Useful tips learned over the phone? Impossible? Not according to PGC Basketball. They are conducting a series of Coaching Clinic Telephone Calls hoping to get valuable tips into the hands of coaches just like you. And, other than the fact that no one uses the word telephone anymore, I think it's working quite well, especially since Rick was their first guest. If you missed it, you can listen to the first part of that call here. Today we're moving deeper into the call. In this first 4 minute clip, Rick discusses a question we get all the time. "With set plays, I can control shot selection since there are specific scoring options for specific plays. If the Read & React Offense gives players freedom (to a point), how do you control shot selection?" The answer is partially what you would expect. Control it through role identification and communication - just like you would in a motion offense or a continuity offense. But, there are ways to control shot selection within the Read & React using indirect techniques. Rick explains how. 3:50 - Rick Torbett on Shot Selection Three principles make up successful offense: good spacing, good player movement, and good ball movement. Great offenses have all three of those principles. Good offenses have two. And, ok offenses have one. This is important to remember in any offensive system, but the Read & React is specifically designed to force you into all three.

Here's a drill that Randi Peterson developed and shared at last year's Beyond the Basics Clinic in Cedar Rapids (her team is currently 18-2 and ranked #23 nationally, by the way). If you're interested, you can watch full Coe College Women's games here. Coach Peterson has a knack of integrating the Read & React Offense into as many facets of her practice as possible in fun, imaginative ways. This particular drill is designed to train Post Moves, Post Cuts, Perimeter Shots, Post Feeds, and several other key aspects of the Post and Perimeter game. All of that work in a single drill - that's how you make the most out of practice time! There are two things that I want you to notice specifically. First, with only slight variations, this drill's framework can be used to work on specific post moves, specific post feeds, and specific post cuts. It's all about what you teach and what your team needs to work on. Second, Randi doesn't dictate the rotations; she lets the players figure it out. Not only does this save her office time because she doesn't have to conceptualize the perfect drill complete with perfect rotations, it also forces her players to be proactive and empowers them to make decisions. Just like they have to make in game situations.

I was recently at a Shorter University women's game watching them dismantle their opponent. This is their first year with the offense, but I noticed one action (or sequence of actions) that they went back to time and again with success.

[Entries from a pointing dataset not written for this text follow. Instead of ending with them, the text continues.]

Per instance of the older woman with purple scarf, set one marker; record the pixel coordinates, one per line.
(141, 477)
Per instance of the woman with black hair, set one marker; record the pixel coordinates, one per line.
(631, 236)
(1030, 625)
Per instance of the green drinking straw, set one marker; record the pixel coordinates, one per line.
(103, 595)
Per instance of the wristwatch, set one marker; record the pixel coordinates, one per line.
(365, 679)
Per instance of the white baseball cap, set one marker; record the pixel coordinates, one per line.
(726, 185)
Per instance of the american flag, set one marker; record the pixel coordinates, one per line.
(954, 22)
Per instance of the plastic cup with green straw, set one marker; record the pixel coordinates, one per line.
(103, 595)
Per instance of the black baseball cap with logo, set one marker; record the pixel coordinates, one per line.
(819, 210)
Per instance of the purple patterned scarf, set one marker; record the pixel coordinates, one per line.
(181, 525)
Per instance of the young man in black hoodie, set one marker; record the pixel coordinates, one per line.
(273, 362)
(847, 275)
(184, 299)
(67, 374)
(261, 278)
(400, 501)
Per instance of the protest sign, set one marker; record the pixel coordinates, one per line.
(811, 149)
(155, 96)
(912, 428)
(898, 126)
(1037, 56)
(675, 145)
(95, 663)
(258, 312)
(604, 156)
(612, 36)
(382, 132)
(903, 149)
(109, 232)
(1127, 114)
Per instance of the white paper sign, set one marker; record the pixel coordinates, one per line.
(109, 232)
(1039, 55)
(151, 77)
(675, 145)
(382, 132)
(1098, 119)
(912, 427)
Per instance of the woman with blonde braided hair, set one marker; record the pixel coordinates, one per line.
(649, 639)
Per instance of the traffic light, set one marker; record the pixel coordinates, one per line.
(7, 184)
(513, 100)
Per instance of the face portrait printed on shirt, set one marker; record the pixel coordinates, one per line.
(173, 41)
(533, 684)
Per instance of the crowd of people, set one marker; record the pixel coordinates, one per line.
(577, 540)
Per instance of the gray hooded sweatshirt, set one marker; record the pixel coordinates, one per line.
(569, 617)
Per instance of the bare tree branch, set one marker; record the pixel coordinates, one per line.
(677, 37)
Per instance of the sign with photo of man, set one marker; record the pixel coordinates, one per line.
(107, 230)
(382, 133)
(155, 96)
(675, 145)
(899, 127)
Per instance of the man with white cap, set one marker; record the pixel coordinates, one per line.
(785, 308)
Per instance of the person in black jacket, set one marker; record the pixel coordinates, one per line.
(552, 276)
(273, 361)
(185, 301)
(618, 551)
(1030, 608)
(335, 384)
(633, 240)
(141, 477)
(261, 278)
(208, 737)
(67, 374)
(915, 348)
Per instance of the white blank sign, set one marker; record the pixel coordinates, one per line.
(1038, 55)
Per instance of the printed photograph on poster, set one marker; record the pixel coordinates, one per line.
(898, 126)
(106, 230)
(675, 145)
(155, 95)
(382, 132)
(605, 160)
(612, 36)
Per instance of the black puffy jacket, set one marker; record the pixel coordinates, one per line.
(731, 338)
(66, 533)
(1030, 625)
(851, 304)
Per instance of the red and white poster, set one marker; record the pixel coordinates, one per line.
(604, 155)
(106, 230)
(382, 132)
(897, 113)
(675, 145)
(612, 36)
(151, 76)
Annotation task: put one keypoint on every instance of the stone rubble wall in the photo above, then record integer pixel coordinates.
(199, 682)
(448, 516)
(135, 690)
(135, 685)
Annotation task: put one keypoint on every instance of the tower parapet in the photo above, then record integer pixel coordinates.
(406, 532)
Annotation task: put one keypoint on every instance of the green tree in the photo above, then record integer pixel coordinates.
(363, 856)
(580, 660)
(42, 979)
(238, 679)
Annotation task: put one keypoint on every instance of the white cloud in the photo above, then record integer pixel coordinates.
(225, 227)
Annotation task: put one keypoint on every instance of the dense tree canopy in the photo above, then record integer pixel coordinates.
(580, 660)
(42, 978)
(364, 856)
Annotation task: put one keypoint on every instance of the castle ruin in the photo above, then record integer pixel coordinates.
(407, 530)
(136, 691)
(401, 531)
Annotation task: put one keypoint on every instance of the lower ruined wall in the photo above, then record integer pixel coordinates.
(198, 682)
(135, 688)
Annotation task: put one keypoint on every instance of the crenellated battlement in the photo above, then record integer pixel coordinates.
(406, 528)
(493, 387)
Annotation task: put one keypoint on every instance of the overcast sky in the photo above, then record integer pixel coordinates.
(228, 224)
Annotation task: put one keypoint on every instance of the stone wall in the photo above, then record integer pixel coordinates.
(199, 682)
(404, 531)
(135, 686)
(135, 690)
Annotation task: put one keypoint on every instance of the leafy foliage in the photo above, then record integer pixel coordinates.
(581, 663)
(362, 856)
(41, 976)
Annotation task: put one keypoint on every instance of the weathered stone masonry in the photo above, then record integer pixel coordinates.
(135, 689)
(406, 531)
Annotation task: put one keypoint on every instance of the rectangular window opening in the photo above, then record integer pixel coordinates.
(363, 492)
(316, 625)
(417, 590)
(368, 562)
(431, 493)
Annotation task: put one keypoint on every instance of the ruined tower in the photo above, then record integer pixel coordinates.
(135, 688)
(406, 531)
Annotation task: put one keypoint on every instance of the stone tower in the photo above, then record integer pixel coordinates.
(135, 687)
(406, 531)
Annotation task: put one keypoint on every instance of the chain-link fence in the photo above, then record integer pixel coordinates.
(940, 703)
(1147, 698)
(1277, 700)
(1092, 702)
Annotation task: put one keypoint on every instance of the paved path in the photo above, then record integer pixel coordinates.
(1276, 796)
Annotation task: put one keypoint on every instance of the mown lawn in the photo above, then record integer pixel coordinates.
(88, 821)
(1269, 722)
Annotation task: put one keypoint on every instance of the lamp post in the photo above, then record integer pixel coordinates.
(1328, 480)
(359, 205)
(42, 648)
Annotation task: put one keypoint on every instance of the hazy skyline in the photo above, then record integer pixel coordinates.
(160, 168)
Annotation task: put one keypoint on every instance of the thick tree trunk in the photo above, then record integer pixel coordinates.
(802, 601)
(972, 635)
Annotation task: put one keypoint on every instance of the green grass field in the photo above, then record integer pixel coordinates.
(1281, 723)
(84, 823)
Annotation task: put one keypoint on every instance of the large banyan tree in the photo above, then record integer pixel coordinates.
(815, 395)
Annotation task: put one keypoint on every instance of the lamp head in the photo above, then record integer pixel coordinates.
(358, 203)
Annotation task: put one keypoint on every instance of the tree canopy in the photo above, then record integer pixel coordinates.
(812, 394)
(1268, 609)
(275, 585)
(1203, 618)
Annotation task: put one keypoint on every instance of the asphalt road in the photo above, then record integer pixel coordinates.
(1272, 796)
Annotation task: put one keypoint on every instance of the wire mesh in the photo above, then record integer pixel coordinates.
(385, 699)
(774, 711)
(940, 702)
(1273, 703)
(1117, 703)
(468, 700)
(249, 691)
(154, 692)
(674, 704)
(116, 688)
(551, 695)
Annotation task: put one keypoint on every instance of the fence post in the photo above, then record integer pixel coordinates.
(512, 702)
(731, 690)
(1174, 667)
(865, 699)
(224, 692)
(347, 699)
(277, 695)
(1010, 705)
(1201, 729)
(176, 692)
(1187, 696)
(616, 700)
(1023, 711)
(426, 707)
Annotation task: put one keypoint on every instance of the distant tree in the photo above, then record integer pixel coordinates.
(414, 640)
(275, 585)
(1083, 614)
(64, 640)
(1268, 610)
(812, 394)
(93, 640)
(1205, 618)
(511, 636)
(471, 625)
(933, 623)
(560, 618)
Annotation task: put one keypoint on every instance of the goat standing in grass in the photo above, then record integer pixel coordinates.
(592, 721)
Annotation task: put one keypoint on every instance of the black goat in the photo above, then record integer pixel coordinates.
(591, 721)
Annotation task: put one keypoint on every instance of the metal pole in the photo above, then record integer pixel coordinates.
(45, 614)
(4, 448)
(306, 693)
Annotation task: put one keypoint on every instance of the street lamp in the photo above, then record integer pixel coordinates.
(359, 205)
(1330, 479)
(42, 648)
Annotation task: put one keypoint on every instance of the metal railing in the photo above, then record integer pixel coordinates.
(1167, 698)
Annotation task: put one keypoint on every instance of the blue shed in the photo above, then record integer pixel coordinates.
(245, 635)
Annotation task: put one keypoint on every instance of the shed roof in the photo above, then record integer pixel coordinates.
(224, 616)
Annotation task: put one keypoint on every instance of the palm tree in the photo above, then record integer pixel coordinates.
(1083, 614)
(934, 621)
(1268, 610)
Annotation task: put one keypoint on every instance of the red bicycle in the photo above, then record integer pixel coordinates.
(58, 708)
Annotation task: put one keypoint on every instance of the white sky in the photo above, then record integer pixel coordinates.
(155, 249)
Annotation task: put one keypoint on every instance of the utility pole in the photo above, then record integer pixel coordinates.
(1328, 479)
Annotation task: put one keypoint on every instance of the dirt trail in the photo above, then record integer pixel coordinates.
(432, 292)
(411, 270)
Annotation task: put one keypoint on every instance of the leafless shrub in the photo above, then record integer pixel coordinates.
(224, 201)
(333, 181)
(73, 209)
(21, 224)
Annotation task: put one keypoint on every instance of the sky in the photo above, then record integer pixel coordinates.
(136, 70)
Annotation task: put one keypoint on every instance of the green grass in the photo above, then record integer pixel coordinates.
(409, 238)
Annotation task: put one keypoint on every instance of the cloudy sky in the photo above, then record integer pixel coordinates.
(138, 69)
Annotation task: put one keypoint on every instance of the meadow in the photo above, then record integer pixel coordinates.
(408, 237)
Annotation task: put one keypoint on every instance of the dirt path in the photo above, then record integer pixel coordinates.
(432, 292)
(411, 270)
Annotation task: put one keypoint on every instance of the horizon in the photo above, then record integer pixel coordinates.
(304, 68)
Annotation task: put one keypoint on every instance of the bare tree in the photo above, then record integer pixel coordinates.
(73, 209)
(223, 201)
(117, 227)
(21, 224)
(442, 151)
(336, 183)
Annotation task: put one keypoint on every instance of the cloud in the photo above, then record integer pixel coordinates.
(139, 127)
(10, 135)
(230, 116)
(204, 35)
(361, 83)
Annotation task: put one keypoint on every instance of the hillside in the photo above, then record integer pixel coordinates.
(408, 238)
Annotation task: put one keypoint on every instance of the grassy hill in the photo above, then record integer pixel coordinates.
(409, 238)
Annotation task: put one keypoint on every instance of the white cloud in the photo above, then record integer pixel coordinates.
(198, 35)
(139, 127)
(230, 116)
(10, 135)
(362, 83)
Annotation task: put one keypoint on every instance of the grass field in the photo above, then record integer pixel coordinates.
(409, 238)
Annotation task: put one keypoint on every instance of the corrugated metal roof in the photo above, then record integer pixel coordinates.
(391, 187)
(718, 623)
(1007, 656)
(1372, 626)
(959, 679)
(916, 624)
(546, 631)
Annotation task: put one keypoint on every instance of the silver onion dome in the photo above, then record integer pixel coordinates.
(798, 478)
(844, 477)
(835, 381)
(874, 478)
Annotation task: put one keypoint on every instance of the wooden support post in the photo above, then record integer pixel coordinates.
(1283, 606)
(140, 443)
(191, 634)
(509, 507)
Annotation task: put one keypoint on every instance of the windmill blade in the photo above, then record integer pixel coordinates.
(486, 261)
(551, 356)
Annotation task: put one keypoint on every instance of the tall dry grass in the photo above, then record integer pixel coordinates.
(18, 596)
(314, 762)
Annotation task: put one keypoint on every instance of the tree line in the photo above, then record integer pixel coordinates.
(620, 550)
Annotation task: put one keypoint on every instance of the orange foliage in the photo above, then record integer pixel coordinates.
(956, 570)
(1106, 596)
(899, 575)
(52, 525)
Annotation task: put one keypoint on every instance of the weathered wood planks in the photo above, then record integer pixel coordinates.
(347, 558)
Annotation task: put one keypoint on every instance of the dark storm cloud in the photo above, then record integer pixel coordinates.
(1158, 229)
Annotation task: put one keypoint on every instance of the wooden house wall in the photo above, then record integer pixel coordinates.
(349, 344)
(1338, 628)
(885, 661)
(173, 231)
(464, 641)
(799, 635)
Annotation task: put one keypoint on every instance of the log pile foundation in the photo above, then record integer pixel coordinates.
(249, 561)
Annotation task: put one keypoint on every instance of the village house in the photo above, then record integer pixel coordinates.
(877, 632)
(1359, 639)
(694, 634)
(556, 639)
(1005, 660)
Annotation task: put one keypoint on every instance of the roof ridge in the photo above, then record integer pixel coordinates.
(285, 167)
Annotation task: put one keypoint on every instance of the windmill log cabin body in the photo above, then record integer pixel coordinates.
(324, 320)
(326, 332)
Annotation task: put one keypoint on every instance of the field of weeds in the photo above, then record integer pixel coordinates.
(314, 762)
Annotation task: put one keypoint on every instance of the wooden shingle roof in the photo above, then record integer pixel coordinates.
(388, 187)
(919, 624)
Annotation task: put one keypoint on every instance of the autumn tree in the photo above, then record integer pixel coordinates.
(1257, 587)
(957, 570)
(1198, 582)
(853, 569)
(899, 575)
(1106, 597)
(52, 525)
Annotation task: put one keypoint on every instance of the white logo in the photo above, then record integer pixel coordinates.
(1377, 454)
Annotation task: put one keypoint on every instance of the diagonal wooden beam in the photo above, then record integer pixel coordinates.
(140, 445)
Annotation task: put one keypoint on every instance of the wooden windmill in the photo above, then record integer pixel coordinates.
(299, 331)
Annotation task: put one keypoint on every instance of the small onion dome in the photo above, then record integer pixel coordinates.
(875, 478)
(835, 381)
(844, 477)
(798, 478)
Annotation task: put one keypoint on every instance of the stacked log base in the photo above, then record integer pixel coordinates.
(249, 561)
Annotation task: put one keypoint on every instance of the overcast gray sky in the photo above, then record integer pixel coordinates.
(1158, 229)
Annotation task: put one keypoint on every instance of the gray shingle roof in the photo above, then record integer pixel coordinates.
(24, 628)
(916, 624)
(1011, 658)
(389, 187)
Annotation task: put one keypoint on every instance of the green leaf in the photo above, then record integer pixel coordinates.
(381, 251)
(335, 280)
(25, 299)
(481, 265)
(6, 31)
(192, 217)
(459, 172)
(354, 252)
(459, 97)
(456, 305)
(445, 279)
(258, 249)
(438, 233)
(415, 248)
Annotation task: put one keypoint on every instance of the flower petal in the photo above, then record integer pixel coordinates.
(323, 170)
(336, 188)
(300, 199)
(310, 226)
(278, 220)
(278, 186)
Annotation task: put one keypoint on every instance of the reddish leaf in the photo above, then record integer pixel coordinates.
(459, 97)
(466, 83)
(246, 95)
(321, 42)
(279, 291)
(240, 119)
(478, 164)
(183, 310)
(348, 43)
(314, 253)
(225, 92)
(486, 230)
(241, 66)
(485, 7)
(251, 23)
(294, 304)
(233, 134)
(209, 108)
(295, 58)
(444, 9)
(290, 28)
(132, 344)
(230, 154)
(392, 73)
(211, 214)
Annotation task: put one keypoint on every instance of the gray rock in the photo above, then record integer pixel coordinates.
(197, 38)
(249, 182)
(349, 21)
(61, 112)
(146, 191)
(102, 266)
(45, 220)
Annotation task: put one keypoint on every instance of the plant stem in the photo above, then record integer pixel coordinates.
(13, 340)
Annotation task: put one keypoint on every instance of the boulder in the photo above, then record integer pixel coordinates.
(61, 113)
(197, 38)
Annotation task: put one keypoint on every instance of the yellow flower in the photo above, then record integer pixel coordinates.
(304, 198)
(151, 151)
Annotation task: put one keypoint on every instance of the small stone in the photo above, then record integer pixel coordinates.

And, I think you might be able to find a place for it - especially if you do anything in the 4 OUT. 4 OUT Weak-Side Lob Frame 1
Here's the whole concept in one frame. 4 (who was their best offensive player) has the ball and the post is on the weak-side. 4 passes to 1, then basket cuts. Instead of trying to hit the cutter right away, 1 lobs over the top into the shaded area.

I'm not exaggerating when I say that this was good for a lay-up two or three times (at the college level, no less) and when it wasn't, their best player still caught the pass cleanly and then got to work her skills on the low block. Not once did this pass get tipped or thrown out of bounce (of course, your mileage may very on that one, I guess).